Highlights
- In year ended 31 December 2025, average deposit per active customer increased 124% to c.USD 26,900, reaching a record level for the Group.
- Non-OTC business achieved record revenue exceeding USD 100 million, with customer segregated funds rising 160% year-on-year.
- Strategic acquisitions and regulatory licences expanded Plus500’s global footprint, including completion of Mehta Equities acquisition in India.
Plus500 Ltd (LSE:PLUS), a global multi‑asset fintech group operating proprietary trading platforms released preliminary unaudited results for the year ended 31 December 2025, revealing revenue growth, record deposits, business diversification and strategic expansion. With Jefferies issuing a buy rating and target price of GBX 5,200, investors are analysing whether the company’s performance and outlook make it an attractive investment now.
Financial Performance Shows Revenue and Earnings Growth
For FY 2025, Plus500 reported revenue of USD 792.4 million, up 3% from USD 768.3 million in 2024. EBITDA increased to USD 348.1 million (2024: USD 342.3 million), while basic earnings per share rose 10% to USD 3.93. The Group maintained a debt-free balance sheet with cash resources of approximately USD 0.8 billion.
Shareholder returns included dividends of USD 87.5 million and share buybacks of USD 100 million, supporting the Group’s ongoing capital allocation strategy while funding growth initiatives.
Strategic Expansion and Diversification
Plus500 accelerated its strategic roadmap through geographic and product diversification. The acquisition of Mehta Equities Limited in India strengthened its B2B and B2C futures offerings. New licences in Canada, the UAE, Japan, and Colombia expanded the regulatory footprint to 17 markets.
Partnerships with Topstep and new clearing memberships with ICE Clear US, ICE Clear Europe, and Kalshi Klear enhanced global clearing capabilities. The launch of prediction markets, including FanDuel Prediction Markets and Kalshi exchange event-based contracts, added a new growth avenue.
Customer Engagement and Business Resilience
Average deposits per active customer increased to c.USD 26,900 (2024: c.USD 12,000), while annual revenue per user reached USD 3,268, up 8% year-on-year. Active customer numbers were 242,440, with 50% of OTC revenue generated by long-term customers of over five years.
Non-OTC business revenue exceeded USD 100 million, with customer segregated funds rising to USD 0.9 billion, highlighting confidence from B2B and B2C clients. Proprietary marketing technology contributed to a 13% reduction in acquisition costs, while enhancing retention and engagement.
Outlook for 2026
Momentum from FY 2025 continues into 2026, supported by global market conditions, strategic acquisitions, and the expansion of non-OTC offerings.
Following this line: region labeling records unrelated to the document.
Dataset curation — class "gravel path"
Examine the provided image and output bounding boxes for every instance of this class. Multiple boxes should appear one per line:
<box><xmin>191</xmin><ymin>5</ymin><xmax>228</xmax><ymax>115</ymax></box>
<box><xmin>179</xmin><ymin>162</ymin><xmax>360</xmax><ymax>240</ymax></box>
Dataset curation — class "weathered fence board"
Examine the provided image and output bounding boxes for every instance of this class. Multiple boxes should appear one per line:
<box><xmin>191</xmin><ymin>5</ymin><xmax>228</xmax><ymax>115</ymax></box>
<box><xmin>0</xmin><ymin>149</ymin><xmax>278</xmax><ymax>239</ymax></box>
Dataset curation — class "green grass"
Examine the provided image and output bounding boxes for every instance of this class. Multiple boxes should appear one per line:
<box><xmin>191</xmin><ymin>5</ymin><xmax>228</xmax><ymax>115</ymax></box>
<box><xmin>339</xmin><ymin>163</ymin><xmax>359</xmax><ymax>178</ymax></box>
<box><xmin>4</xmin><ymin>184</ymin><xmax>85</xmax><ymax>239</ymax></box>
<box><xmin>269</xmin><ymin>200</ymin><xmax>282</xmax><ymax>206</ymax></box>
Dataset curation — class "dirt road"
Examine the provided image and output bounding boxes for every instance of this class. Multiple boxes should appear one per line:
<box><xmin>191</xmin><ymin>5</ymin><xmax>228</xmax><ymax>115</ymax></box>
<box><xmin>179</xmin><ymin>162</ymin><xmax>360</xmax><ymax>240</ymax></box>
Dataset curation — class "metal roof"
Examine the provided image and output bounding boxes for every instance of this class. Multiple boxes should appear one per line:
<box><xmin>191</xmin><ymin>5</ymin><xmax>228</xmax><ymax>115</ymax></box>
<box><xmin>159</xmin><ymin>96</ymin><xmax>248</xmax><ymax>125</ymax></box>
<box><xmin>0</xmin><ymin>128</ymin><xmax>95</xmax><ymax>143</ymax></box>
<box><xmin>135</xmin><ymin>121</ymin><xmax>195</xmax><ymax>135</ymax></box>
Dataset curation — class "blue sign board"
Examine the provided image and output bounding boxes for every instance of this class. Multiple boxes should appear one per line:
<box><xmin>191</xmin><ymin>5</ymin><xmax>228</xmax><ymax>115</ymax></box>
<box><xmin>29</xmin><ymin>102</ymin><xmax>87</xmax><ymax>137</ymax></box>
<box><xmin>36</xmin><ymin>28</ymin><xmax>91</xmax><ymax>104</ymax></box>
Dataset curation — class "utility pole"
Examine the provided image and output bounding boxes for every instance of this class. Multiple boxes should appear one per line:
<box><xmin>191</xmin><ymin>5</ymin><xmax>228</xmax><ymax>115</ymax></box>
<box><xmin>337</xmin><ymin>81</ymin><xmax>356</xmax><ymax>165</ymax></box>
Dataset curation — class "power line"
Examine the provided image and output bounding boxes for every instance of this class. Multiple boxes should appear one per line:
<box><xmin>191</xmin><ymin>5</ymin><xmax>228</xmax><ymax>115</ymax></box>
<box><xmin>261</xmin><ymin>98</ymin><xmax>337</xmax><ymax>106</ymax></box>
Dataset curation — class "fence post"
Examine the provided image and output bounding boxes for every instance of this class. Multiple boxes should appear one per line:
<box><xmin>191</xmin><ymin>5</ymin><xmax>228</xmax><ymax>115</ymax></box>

Plus500’s diversified business model, robust balance sheet, proprietary technology, and regulatory footprint provide a foundation for continued execution of its growth strategy.
Plus500 delivered revenue and earnings growth, record customer deposits, and operational progress across OTC and non-OTC businesses. Strategic acquisitions, regulatory expansion, and new product initiatives underscore its ongoing development as a global multi-asset fintech group, with investor confidence reinforced by Jefferies’ buy rating and target price of GBX 5,200.
FAQs
Q1: What drove the increase in customer deposits at Plus500?
A: Average deposits per active customer increased 124% to c.USD 26,900, supported by high-value customer acquisition, retention initiatives, and diversified product offerings.
Q2: How did the non-OTC business perform in FY 2025?
A: The non-OTC business generated record revenue of over USD 100 million, with customer segregated funds rising 160% to USD 0.9 billion, highlighting growing trust and engagement.
Q3: What strategic expansions did Plus500 undertake in 2025?
A: Plus500 completed the acquisition of Mehta Equities in India, secured licences in Canada, UAE, Japan, and Colombia, and expanded prediction markets offerings, strengthening its global footprint.